The unusual move has again shone the spotlight on the immense wealth accumulated by some Russian tycoons since the Soviet collapse. But with the Russian government apparently playing a significant role in the deal, it also highlights efforts undertaken in many European capitals to get prized artwork or artifacts returned to their homelands.

The auction by Sotheby's, which was to begin Tuesday in London, had been anticipated as one of the art market's major events of the year. With some 450 pieces, including porcelain and works by renowned Russian painters such as Ilya Repin, the collection was expected to fetch $25 million to $40 million -- and perhaps much more, given the current interest in Russian art.

But on the eve of the sale, the auction house canceled it because the entire collection had been bought by Alisher Usmanov, a Russian billionaire who promised to bring the works back to Russia.

"Such a collection of Russian art can't be in the possession of one person even if he has a hypertrophied sense of narcissism. This must belong to the state," Usmanov said in comments televised Tuesday. "It will belong to the state -- firmly and irrevocably."

Federal Culture Agency chief Mikhail Shvydkoi told reporters the government ministry gave Sotheby's guarantees "the transaction would be in the interest of the Russian Federation."

He did not elaborate, but said the government did not try to buy the collection because it did not have sufficient funds. "The Culture Ministry, and I personally, began to appeal to business representatives to buy the collection in its entirety," Shvydkoi said.
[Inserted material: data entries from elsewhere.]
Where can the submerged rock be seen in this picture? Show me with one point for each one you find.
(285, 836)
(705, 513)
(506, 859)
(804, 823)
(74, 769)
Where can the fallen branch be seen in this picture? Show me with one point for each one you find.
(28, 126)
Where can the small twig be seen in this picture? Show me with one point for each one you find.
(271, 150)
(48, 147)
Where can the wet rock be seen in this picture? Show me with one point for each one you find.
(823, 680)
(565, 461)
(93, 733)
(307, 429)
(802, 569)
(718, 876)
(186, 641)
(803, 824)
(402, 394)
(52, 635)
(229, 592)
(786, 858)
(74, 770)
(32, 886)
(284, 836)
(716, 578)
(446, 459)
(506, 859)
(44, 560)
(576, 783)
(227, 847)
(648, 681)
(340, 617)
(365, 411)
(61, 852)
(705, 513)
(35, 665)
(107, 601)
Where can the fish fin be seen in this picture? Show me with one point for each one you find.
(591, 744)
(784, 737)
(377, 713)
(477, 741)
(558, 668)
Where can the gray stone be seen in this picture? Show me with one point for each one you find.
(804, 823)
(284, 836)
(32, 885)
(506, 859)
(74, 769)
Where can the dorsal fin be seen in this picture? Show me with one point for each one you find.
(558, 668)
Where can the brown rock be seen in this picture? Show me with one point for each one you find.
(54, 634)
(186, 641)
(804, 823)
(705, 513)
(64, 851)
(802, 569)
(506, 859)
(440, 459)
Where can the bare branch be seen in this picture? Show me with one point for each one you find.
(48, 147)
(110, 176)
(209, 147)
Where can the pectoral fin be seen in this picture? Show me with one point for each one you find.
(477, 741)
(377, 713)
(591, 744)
Usmanov -- whose fortune comes from mining, telecommunications and natural gas and who now runs a unit of state-controlled gas monopoly OAO Gazprom -- has not said how much he paid. But Shvydkoi said Usamonov offered to pay 25-30 percent more than the pre-auction estimated price.

The deal underlines the sometimes dizzying wealth amassed by some Russian businessmen over the last 17 years. It also highlights Russians' concerns that much of the country's best art has ended up overseas, either spirited away during spasms of war and political chaos or snapped up at low prices by foreign collectors during periods of economic distress.

That's a concern shared in many European capitals -- from Athens to London to Budapest -- where governments have used diplomatic pressure, lawsuits, public shaming and customs restrictions to keep artwork deemed to be national treasures from falling into private hands or leaving the country.

Greece has waged an intense international campaign for the return of its antiquities -- and is finally showing some success from efforts under way since the 1980s, when pressure on the British Museum to return the Parthenon sculptures, or Elgin Marbles, began gaining strength.

In 2006, the J. Paul Getty Museum in Los Angeles returned two sculptures to Greece, a marble relief from Thassos island and a black stone tombstone, dating from the 6th and 4th centuries B.C.

In instances where the artwork being sold is in its home country, governments often take legal steps to acquire treasures.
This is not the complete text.